In many countries – including Italy – Carnival is traditionally a season of excess and masquerading, of merrymaking before Lent. Anything goes, topsy-turvy becomes the new normal; and as revellers strut around in fancy dress, preening themselves like parrots, the comic, the ironic, the burlesque and the satirical become jumbled up and difficult to distinguish from each other.

One person who did attempt to distinguish between the funny and the ironic was Italian author Luigi Pirandello. He wrote that seeing a lady gauchely dolled-up like “an exotic parrot” might make one laugh because of one’s perception of the opposite.
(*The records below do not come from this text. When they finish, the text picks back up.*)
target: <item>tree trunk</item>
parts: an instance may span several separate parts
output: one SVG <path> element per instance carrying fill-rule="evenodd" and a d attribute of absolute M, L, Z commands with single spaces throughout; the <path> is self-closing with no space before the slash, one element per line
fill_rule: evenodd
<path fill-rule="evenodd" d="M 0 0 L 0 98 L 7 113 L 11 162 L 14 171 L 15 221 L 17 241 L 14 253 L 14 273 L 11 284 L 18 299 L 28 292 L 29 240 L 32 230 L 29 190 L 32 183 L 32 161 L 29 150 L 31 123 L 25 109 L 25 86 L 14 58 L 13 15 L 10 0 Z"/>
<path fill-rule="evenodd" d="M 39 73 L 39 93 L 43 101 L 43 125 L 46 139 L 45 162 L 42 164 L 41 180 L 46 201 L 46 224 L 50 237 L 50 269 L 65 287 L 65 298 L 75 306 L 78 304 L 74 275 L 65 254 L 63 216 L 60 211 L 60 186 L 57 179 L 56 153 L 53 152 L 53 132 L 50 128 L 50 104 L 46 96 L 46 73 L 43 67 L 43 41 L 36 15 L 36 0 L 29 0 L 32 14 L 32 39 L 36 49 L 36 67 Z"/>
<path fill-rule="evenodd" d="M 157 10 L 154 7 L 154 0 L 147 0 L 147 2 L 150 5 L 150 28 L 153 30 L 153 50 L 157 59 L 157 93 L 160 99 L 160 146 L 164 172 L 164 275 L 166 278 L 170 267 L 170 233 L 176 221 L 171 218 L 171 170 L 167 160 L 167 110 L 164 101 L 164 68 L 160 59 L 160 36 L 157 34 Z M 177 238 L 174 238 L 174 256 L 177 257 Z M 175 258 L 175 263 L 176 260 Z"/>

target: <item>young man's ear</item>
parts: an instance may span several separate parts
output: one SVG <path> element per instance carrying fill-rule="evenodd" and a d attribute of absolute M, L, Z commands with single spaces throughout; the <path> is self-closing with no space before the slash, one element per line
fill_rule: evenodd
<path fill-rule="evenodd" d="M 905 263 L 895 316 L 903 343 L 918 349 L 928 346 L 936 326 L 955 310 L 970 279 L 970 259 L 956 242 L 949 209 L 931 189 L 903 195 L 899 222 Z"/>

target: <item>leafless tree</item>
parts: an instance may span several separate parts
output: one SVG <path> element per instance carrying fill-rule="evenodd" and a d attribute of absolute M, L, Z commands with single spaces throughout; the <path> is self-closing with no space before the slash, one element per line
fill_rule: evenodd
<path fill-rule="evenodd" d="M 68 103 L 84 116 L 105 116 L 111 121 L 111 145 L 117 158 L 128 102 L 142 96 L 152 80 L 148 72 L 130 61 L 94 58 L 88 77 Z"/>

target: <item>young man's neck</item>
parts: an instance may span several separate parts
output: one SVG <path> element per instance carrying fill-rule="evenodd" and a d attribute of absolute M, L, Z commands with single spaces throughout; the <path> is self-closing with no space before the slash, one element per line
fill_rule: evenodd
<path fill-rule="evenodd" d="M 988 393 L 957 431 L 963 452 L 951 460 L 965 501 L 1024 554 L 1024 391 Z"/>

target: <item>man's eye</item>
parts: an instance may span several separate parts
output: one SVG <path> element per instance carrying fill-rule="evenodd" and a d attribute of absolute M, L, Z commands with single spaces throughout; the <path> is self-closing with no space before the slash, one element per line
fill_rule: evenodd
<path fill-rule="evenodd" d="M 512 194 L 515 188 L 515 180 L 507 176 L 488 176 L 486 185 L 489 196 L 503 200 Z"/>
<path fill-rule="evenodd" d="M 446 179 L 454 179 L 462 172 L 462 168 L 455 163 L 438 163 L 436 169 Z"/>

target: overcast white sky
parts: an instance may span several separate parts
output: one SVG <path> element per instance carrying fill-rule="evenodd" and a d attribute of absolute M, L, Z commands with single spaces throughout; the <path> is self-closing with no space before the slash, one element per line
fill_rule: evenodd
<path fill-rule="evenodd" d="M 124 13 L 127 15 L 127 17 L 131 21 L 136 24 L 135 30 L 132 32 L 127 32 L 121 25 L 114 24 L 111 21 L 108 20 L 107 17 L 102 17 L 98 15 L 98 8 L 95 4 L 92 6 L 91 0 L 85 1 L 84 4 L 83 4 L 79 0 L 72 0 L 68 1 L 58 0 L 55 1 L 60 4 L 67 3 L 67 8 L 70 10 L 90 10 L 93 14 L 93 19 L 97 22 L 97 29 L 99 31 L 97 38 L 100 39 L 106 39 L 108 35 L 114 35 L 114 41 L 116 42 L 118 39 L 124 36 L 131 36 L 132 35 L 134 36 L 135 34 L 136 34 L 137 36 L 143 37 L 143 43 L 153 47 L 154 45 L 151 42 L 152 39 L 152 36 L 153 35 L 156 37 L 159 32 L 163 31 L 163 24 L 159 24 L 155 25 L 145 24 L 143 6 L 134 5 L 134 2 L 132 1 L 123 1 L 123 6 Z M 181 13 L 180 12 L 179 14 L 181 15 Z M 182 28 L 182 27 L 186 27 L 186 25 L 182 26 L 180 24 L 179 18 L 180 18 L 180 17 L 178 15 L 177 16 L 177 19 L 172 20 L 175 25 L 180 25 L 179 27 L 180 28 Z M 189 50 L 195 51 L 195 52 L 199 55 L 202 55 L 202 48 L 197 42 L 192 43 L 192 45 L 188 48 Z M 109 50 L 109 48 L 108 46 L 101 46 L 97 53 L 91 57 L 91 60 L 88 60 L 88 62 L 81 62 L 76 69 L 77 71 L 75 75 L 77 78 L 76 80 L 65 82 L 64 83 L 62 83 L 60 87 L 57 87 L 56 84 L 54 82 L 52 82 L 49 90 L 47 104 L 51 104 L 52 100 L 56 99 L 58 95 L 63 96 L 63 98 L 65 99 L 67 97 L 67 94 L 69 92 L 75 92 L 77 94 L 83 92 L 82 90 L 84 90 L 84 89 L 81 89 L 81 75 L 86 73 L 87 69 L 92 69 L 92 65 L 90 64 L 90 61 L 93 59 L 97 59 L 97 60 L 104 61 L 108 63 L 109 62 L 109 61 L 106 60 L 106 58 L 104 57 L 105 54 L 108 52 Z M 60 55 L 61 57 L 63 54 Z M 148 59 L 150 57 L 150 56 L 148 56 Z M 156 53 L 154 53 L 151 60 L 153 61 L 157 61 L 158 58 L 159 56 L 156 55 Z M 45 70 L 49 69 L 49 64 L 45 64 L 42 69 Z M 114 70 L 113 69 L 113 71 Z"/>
On the other hand, it could well be that this same lady finds no pleasure in dressing up that way and that she might only be doing so in order to hold on to the love of a younger husband or to deceive herself into thinking she can make time stand still… Pirandello concludes that this reflection makes one shift to a feeling of the opposite, with the initial impression of comicality giving way to what he defines as a sense of the “humoristic” – an Englishman would probably mention a “wry smile”.

During Carnival, however, the parrot-lady will be able to get away with such over-dressing and heavy make-up. And, especially if her anonymity is hidden behind a mask. who’s to say that she won’t feel as free as a bird and as fresh as a daisy?